RU2753118C2 - Robotic system for holding and moving surgical instrument during laparoscopic operations - Google Patents

Abstract

FIELD: medicine.

SUBSTANCE: invention relates to medicine, namely to robotic systems for holding and moving an instrument during an operation. The system contains a robot made with the possibility to hold and move a surgical instrument inside the anatomical area. The robot includes a unit for capture and retention of the instrument, as well as a structure that ensures the movement of the unit for capture and retention of the instrument. The specified structure includes the first link and the second link, which are made with the possibility of rotation relatively to the axes of rotation of the first and second links, respectively. The structure is made in such a way that the axes of rotation of the first and second links intersect at the point of entry of the instrument into the patient's body. The unit for capture and retention of the instrument is attached to the structure that ensures the movement of the unit for capture and retention of the instrument by means of the first and second cylindrical hinge joints. The axes of rotation of the first and second cylindrical hinge joints are mutually perpendicular and intersect at the intersection point of the axes of rotation of the first and second cylindrical hinge joints.
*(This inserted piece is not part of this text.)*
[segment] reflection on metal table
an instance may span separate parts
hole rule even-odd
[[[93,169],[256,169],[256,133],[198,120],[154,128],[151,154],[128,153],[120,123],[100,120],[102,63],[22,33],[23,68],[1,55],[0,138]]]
The intersection point of the rotation axes of the first and second cylindrical hinge joints, together with the intersection point of the rotation axes of the first and second links, are located along the axis of the surgical instrument. The deviation of the intersection point of the rotation axes of the first and second links from the point of entry of the instrument into the patient's body leads to a change in the rotation angles of the first and second cylindrical hinge joints.

EFFECT: the patient is not injured when he is displaced relatively to the initial position.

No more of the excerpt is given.